Landlords’ Entitlement to Accelerated Rent in a Bankruptcy
The Ontario Court of Appeal recently confirmed that a landlord’s preferred claim in a bankruptcy is limited to three months of arrears and three months of accelerated rent if the trustee disclaims the lease.
When a tenant goes bankrupt, the trustee-in-bankruptcy steps into their shoes and can choose to keep the lease in force, or assign, surrender, disclaim, or resile from the lease. The landlord will usually want to claim all the arrears and accelerated rent for the rest of the lease term.
Landlords have a “preferred claim” in a bankruptcy, ranking ahead of other unsecured creditors, for three months of arrears and three months of accelerated rent. The landlord’s claim is subject to higher ranking creditors, including the trustee for their fees and expenses. The claim is also capped at the amount realized from the property on the leased premises (e.g. if the trustee sells the inventory or leasehold fit-ups).

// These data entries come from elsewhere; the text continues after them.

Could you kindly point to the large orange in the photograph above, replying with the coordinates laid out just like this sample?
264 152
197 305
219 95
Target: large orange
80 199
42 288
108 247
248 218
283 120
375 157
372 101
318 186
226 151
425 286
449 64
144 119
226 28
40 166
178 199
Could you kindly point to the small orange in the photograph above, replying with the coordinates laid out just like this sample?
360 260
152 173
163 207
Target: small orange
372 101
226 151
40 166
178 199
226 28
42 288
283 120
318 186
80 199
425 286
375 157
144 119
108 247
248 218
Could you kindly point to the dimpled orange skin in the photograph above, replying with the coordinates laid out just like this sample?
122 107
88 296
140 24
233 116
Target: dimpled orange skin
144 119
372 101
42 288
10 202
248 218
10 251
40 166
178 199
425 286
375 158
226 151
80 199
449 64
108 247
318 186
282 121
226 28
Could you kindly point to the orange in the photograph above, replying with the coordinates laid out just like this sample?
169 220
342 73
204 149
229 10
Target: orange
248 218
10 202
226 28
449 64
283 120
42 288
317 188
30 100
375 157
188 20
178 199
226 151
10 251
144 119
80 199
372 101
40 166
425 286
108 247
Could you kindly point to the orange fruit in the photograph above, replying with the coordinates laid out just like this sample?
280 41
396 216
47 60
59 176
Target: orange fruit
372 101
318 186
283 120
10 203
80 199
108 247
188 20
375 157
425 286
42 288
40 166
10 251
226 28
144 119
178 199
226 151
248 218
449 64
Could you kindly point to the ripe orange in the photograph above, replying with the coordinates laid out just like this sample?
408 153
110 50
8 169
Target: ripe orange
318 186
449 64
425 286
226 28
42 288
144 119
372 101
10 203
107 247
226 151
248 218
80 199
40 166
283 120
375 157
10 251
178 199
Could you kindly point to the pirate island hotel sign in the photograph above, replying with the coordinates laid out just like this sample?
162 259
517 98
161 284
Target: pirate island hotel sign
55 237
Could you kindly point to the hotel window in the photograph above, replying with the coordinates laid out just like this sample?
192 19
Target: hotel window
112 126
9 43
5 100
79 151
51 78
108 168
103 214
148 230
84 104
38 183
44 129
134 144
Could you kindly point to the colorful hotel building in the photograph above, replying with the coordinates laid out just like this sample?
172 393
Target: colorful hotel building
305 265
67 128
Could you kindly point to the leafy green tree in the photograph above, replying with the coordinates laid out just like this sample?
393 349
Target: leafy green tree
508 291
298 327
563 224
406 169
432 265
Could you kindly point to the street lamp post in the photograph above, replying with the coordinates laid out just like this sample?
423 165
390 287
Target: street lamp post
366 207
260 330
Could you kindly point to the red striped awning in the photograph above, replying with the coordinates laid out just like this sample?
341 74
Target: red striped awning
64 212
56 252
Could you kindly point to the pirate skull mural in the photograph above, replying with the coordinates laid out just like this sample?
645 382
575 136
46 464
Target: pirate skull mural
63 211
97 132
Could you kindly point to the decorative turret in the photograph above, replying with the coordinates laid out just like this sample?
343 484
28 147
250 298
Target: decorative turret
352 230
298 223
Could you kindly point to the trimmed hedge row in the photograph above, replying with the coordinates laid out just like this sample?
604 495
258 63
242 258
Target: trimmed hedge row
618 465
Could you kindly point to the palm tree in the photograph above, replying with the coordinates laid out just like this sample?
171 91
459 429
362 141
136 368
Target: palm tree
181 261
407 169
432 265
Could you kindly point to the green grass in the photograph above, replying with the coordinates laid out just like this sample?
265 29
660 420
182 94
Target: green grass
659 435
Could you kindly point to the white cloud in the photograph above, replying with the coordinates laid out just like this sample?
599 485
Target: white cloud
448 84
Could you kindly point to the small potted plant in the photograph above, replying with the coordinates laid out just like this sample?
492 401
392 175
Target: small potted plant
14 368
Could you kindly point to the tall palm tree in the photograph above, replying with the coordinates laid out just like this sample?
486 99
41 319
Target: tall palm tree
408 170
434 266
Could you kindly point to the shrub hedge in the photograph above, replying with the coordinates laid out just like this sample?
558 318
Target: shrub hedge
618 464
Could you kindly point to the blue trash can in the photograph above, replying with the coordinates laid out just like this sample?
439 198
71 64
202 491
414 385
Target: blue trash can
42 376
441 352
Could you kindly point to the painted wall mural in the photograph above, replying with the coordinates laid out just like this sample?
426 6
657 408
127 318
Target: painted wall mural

In many cases, the amount owing to the landlord will exceed their preferred claim in a bankruptcy, especially for long-term leases. Is the landlord entitled to claim the balance of rent for the unexpired term as a regular unsecured creditor?
In Curriculum Services Canada/Services Des Programmes D’Études Canada (Re), 2020 ONCA 267, the Court of Appeal held that if the trustee disclaims the lease, the landlord is limited only to their preferred claim. In other words, the landlord cannot claim accelerated rent for the balance of the term.
There were two important caveats. First, the Court confirmed that the landlord ranks as an unsecured creditor for the unpaid balance of its preferred claim. This is important because the preferred claim is subject to higher-ranking creditors and limited to the amount realized from the property on the leased premises. Second, the Court confirmed that the landlord may still sue a guarantor. For example, if the principal of a tenant corporation personally guaranteed the lease, the guarantee will usually survive the trustee’s disclaimer. As a general rule, a disclaimer only benefits the insolvent party, not the guarantor.